Sibelius’s private thoughts-book reveals he knew he was a genius who’d written a masterpiece, a work which one perceptive critic at the time of the April 1911 premiere described as “a synthesis of classicism, romanticism and modernism, which might well serve as the ideal for the music of the future”. In fact the Fourth Symphony remains timeless, many of its sonorities still as fresh as the time when they were written down. It’s struck me time and again, whenever I’ve heard Sibelius in a concert context which also includes a generic new work, how much more “modern” his ideas sound than those – if there are any – in the derivative newcomer.

Sibelius's hat and cane at his house-museum, AinolaThe Fourth is too rigorous and focused to be genuinely “depressing”, a term used far too loosely in any case. Sibelius (his hat and stick at the house-museum Ainola pictured left by the author) wrote that it was the only work of his from which he could not remove or add a single note. I wondered if I’d wobble after four or five recordings, but then along came versions which emphasized the granite-like surface rather than the “dark recesses of the soul” (another phrase of Sibelius’s).  Later specimens highlighted the sheer tonal beauty explicit in the spare orchestration: any great symphony has to serve the orchestra and its players as much as the composer’s psychological needs.

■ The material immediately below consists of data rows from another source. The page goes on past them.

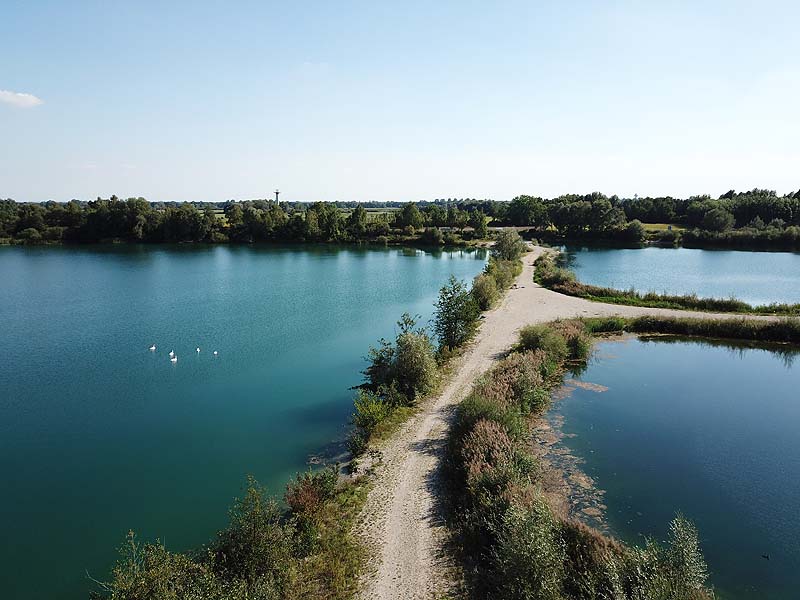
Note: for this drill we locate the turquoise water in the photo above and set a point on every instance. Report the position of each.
(754, 277)
(707, 430)
(98, 435)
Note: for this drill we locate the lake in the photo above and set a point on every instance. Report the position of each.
(99, 435)
(705, 429)
(754, 277)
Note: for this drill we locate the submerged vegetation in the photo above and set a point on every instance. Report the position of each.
(562, 280)
(265, 553)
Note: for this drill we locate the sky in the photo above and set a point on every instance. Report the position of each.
(397, 100)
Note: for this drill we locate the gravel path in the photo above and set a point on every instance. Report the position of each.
(402, 522)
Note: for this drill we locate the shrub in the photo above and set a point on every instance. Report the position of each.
(306, 493)
(528, 560)
(370, 411)
(433, 236)
(635, 231)
(415, 364)
(30, 236)
(542, 337)
(579, 344)
(508, 245)
(256, 546)
(455, 315)
(484, 291)
(504, 272)
(150, 571)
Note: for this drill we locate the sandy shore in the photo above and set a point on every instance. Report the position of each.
(402, 521)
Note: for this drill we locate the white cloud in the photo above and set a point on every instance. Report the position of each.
(19, 99)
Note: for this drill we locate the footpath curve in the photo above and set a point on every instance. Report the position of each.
(402, 521)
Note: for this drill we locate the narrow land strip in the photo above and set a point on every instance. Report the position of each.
(402, 522)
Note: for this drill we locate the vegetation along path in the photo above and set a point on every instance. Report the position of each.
(402, 522)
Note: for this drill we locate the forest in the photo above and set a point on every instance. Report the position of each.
(756, 218)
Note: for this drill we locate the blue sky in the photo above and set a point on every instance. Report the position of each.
(396, 101)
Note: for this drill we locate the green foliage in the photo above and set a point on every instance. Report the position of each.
(455, 314)
(256, 547)
(409, 216)
(547, 339)
(635, 231)
(433, 236)
(251, 559)
(508, 245)
(563, 281)
(718, 219)
(504, 272)
(484, 291)
(528, 557)
(415, 364)
(519, 548)
(370, 411)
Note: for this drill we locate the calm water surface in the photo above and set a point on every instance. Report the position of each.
(754, 277)
(710, 431)
(98, 435)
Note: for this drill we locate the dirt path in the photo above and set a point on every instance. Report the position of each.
(402, 522)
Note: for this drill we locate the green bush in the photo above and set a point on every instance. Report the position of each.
(542, 337)
(256, 547)
(415, 365)
(455, 315)
(370, 411)
(433, 236)
(504, 272)
(528, 559)
(508, 245)
(484, 291)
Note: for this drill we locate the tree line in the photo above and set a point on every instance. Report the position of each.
(755, 217)
(137, 220)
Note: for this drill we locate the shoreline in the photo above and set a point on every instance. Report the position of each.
(402, 523)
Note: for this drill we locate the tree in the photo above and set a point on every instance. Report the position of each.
(409, 216)
(255, 545)
(508, 246)
(455, 315)
(718, 219)
(414, 364)
(477, 221)
(484, 290)
(527, 210)
(357, 222)
(635, 231)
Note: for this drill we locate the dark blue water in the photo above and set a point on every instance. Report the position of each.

It’s a strange feeling, letting the work go (at least until the recording next week). I learned from Erik Tawastsjerna’s magnificent study of the work in the second volume of his biography as translated into English, of still more interpretations I’d like to hear and have to restrain the urge to go and search them out. But I’m not bereft. Now that I’ve reached the pitch where I can even go around humming the extraordinary atonal passage for unaccompanied violins at the heart of the first movement, this is surely a long-term companion, one with the courage – as, again, Sibelius himself put it – to “look life straight in the eye”. As for who’s the best and who doesn’t cut mustard, you’ll have to wait until the broadcast of the Fourth on the fourth of the fourth.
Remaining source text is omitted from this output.